"Where else would you go when you have an ax to grind?"

Tuesday, October 07, 2003

You can tell Le Petit Gar from Shawinagin is ready to retire and clearly doesn't give a shit what the press says. You have to love that.

Chretien jokes about trying pot once it's decriminalized, ready to pay fine

Canadian Press


Saturday, October 04, 2003



WINNIPEG (CP) - It's an unlikely retirement scenario for Prime Minister Jean Chretien: he's at his lakeside cottage, sipping tea with his wife Aline - and smoking a big fat joint.

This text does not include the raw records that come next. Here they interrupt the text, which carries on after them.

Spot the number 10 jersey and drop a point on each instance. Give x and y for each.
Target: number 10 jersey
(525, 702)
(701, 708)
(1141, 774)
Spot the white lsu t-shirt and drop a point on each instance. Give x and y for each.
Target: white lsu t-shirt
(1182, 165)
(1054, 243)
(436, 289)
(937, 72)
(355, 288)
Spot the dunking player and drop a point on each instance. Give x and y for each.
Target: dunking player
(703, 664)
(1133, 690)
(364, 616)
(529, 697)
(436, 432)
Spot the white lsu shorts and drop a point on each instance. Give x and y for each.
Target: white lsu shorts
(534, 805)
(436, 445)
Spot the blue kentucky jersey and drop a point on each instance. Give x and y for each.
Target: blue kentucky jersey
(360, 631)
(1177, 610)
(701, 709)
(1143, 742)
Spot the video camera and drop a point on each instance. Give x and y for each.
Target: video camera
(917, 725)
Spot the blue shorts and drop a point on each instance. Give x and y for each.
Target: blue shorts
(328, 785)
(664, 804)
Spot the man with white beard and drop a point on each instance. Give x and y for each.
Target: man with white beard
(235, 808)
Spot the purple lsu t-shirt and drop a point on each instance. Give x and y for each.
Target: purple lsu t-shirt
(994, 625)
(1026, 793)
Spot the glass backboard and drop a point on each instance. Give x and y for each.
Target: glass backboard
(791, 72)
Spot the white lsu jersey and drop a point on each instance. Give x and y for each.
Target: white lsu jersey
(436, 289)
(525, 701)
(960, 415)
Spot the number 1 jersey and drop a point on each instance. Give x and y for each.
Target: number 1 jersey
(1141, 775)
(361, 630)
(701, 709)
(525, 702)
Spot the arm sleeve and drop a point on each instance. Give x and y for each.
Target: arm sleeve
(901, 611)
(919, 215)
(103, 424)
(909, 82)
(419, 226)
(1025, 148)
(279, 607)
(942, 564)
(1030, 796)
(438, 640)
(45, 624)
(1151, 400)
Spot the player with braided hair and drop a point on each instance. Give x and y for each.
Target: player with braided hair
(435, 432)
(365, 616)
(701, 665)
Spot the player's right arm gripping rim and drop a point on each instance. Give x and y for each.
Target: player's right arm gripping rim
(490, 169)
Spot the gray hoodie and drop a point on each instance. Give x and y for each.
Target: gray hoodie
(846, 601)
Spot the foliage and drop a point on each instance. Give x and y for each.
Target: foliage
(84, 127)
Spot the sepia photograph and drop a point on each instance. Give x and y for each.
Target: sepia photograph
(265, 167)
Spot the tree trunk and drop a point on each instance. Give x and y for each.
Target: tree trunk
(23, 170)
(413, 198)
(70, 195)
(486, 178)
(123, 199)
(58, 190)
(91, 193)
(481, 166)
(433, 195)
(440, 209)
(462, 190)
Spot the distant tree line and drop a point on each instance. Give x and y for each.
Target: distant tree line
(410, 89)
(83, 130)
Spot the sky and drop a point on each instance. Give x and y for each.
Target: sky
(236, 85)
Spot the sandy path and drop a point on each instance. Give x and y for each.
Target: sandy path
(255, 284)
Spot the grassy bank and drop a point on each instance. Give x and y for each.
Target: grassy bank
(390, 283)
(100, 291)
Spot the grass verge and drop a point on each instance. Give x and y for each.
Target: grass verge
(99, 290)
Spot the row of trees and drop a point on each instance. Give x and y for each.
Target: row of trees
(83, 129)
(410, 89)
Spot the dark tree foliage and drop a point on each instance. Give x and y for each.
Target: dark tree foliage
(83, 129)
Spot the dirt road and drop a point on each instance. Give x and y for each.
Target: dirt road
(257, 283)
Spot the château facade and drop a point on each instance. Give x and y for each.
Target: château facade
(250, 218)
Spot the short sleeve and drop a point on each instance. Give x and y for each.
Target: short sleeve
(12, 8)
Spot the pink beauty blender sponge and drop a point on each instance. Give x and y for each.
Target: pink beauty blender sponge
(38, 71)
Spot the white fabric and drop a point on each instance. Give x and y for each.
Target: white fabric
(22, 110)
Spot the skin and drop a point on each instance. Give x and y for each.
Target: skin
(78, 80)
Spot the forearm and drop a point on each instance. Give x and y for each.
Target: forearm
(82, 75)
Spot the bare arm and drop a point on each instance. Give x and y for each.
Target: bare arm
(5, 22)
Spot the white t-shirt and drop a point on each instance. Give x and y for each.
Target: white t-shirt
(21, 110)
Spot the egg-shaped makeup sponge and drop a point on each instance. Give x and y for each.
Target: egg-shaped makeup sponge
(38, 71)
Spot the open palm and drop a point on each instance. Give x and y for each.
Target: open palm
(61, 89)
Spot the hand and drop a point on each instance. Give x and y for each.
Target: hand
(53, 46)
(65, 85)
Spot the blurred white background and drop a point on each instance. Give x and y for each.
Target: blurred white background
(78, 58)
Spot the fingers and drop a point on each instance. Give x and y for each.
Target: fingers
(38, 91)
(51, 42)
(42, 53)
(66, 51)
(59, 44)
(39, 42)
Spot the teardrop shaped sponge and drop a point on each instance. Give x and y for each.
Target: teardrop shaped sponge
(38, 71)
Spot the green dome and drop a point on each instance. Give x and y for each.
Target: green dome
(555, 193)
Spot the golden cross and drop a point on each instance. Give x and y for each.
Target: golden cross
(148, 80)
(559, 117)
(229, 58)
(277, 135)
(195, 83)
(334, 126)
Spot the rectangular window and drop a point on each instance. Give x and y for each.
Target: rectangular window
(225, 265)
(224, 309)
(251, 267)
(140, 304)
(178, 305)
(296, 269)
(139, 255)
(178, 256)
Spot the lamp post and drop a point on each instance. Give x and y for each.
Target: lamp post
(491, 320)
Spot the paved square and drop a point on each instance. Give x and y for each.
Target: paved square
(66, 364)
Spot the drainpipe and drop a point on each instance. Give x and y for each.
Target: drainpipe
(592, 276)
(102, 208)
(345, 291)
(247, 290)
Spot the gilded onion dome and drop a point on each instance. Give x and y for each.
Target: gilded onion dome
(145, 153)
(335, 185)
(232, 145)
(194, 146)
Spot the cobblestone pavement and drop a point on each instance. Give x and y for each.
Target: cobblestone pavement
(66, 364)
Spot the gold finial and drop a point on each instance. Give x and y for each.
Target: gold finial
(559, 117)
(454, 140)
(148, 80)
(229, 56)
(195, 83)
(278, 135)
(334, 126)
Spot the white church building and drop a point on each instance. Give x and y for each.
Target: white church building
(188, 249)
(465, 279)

The 69-year-old prime minister has never smoked marijuana, he says, but he joked in an interview this week he might be willing to give it a try once it's decriminalized. Chretien made the joke in an Ottawa interview with the Winnipeg Free Press published in Friday's paper.

Chretien was asked how it felt to have bills for decriminalizing marijuana and legalizing same-sex marriages as the exclamation points to his lengthy political career.

"I don't know what is marijuana," Chretien replied.

"Perhaps I will try it when it will no longer be criminal. I will have my money for my fine and a joint in the other hand."

On a more serious note, he defended his government's marijuana bill, which he is trying to pass this fall in what is expected to be his last parliamentary session.

He said replacing criminal sentences with simple fines is a more realistic way of punishing marijuana users.

"The decriminalization of marijuana is making normal what is the practice," Chretien said.

"It is still illegal, but do you think Canadians want their kids, 18 years old or 17, who smoke marijuana once and get caught by the police, to have a criminal record for the rest of their life?

"What has happened is so illogical that they are not prosecuted anymore. So let's make the law adjust to the realities. It is still illegal, but they will pay a fine. It is in synch with the times.

On same-sex marriage, Chretien said he thinks it is better to err on the side of giving more rights than taking away rights. But he didn't want to talk about whether that view has caused him problems as a Catholic.

"My grandfather had been refused holy communion because he was a Liberal organizer," he said. "For us, my mentality, my religion belongs to me and I will deal personally with that. I am a public person in a very diverse society, and I don't think I can impose every limit of my morality on others, because I don't want others to impose their morality on me."